Furthermore, the user can choose to specify one of the following options:

-rlog, --reject-log - A list of IDs of rejected reads
For every rejected read, the reason for the rejection is given as one of the following:

AVERAGE_QUAL_FAIL
The average base quality score of the read was too low (see -mq)

MOTIF_AMBIGUOUS
Equally well matching segments imply different Cys/Phe triplet position

NONSENSE_IN_CDR3
CDR3 region contains STOP codon

OUT_OF_READING_FRAME</br> Cys and Phe are out of frame

SEGMENT_MATCH_FAILED
No V or no J segment could be identified

BROKEN_CDR_BOUNDARIES
The identified begin and end positions of the CDR3 region are out of frame

TOO_SHORT_FOR_BARCODE
The read is shorter than the barcode length

LOW_QUALITY_BARCODE_BASE
The barcode contains a low quality base (see -bmq)

N_IN_BARCODE
The barcode sequence contains N characters

READ_TOO_SHORT
The read is too short (see -mrl)

CDR3_TOO_SHORT
The CDR3 region is too short (see -mcl)
-al, --with-alleles - Keep allele information in detailed output file specified with -o.

Read preprocessing

-r, --reverse - Change default reverse complementation behaviour
By default, IMSEQ reverse complements the V(D)J-reads.
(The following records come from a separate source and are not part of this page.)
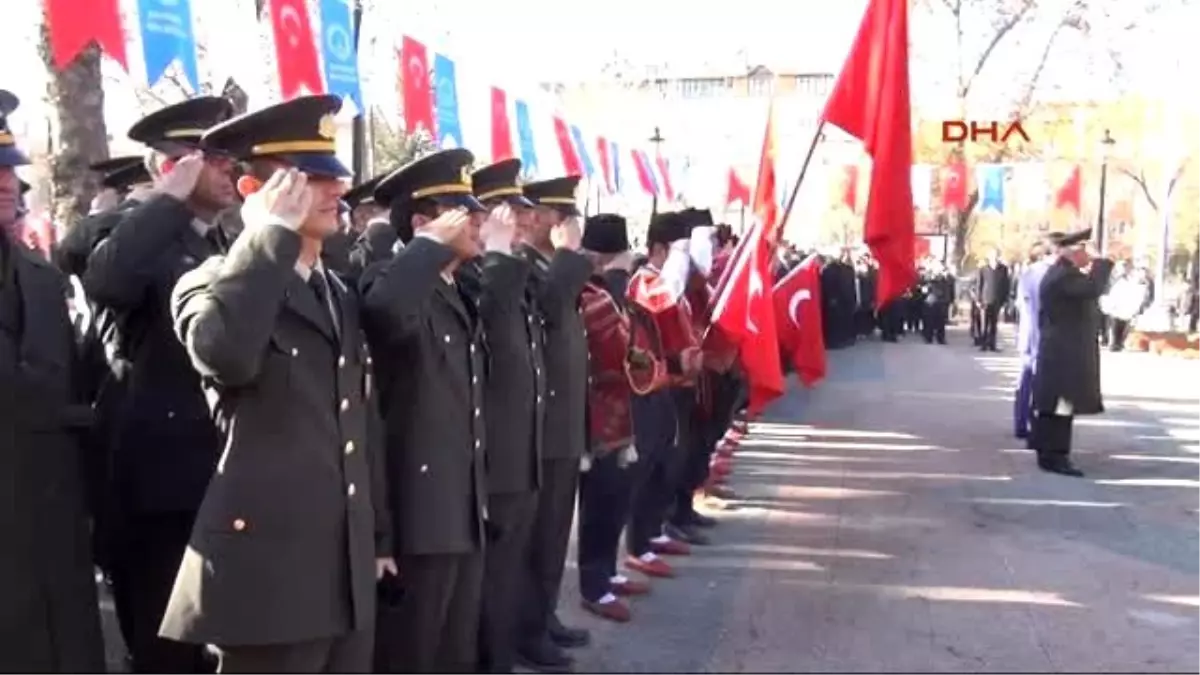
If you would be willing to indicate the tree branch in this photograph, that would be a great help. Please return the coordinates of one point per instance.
(1140, 179)
(1003, 29)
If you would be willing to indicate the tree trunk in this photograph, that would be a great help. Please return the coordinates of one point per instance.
(77, 107)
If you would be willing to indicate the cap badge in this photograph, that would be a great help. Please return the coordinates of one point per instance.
(327, 127)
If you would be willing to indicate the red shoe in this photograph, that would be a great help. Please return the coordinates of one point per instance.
(630, 587)
(721, 467)
(615, 610)
(671, 547)
(658, 567)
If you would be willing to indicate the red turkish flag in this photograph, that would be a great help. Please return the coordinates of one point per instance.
(737, 191)
(295, 49)
(850, 189)
(502, 131)
(798, 318)
(871, 102)
(743, 310)
(1071, 195)
(954, 185)
(571, 163)
(417, 94)
(73, 25)
(665, 175)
If this option is specified, the V-reads are reverse complemented instead.
-tr, --truncate-reads - Truncate reads to specified length
Removes the specified number of bases from the end of the input reads before processing them further.

V/J segment alignment

-ev, --v-err-rate NUM - Maximum error rate for the V segment to V(D)J read alignment.
The maximum error rate allowed for matching a V segment against the V(D)J-read. Default: 0.05.
-ej, --j-err-rate NUM - Maximum error rate for the J segment to V(D)J read alignment.
The maximum error rate allowed for matching a J segment against the V(D)J-read. Default: 0.15.
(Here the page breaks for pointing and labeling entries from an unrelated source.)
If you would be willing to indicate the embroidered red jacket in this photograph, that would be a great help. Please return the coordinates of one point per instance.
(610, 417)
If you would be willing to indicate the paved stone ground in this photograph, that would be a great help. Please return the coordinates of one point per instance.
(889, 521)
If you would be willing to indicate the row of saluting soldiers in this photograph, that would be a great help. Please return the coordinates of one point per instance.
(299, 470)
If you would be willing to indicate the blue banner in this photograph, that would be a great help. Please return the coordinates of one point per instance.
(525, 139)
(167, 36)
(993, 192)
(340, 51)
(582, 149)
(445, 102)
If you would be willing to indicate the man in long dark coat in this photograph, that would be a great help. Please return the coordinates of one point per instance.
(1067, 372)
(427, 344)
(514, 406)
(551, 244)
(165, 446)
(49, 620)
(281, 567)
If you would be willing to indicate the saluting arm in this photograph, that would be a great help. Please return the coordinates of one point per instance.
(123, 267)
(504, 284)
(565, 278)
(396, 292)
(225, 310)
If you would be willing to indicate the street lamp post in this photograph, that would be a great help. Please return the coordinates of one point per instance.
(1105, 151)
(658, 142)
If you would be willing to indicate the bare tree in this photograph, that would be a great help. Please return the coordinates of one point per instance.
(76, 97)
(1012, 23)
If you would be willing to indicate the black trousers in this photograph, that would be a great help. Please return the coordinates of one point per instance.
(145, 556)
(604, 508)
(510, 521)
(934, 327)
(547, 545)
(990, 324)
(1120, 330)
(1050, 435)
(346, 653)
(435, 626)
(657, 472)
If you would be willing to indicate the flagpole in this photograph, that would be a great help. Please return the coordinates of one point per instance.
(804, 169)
V/J segment alignment (paired-end)

-pve, --paired-v-error - Maximum error rate for the V segment to V read alignment.
The maximum error rate allowed for matching a V segment against the V-read. Default: Use value from -ev.
-vcr, --v-read-crop - Crop NUM bases from the beginning of the V read before processing it

V/J segment alignment (Expert settings)

-jcl, --j-core-length - Length of the J core fragment.
-jco, --j-core-offset - Offset of the V core fragment.
-vcl, --v-core-length - Length of the V core fragment.
-vco, --v-core-offset - Offset of the V core fragment.
-vce, --v-core-errors - Maximum number of errors when matching the V core fragments.
-jce, --j-core-errors - Maximum number of errors when matching the J core fragments.

Quality filtering

-mq, --min-qual - Minimum average read phred score.
The minimum average base quality score required for a read to be analysed. Default: 10.
-mcq, --min-clust-qual - Minimum average cluster phred score.
The minimum average read phred score across an entire clonotype cluster. This filter is applied after clustering and can therefore be used to remove low quality clonotype cluster that couldn’t be corrected. Default: 30.
-mrl, --min-read-length - Minimum read length. In paired end mode, this is applied to both reads. See -sfb. In range [0..inf]. Default: 75.
-mcl, --min-cdr3-length - Minimum CDR3 length in amino acids. In range [0..inf]. Default: 5.
-sfb, --single-end-fallback - Fall back to single end analysis based on VDJ read if V read fails -mq or -mrl.

Barcoding

-bvdj, --barcode-vdj - In paired end mode: Read the barcode from the VDJ read instead of the V read.
-bse, --bcseq-max-err NUM - Maximum number of errors allowed in the barcode sequence In range [0..inf]. Default: 1.
-bmq, --bc-min-qual NUM - Minimum per base quality in molecular barcode region In range [0..60]. Default: 30.
-bcl, --barcode-length NUM - Length of random barcode at the beginning of the read. A value of ‘0’ disables barcode based correction. In range [0..inf]. Default: 0.
-ber, --barcode-err-rate NUM - Maximum error rate between reads in order to be merged based on barcode sequence In range [0..1]. Default: 0.05.
-bfr, --barcode-freq-rate NUM - Inclusive maximum frequency ratio between smaller and larger cluster during barcode clustering In range [0..1]. Default: 0.2.
-bst, --barcode-stats FILE - Path to barcode stats output file. If empty, no file is written.
-oab, --out-amino-bc FILE - Output file path for translated clonotypes with barcode corrected counts.
-onb, --out-nuc-bc FILE - Output file path for untranslated clonotypes with barcode corrected counts.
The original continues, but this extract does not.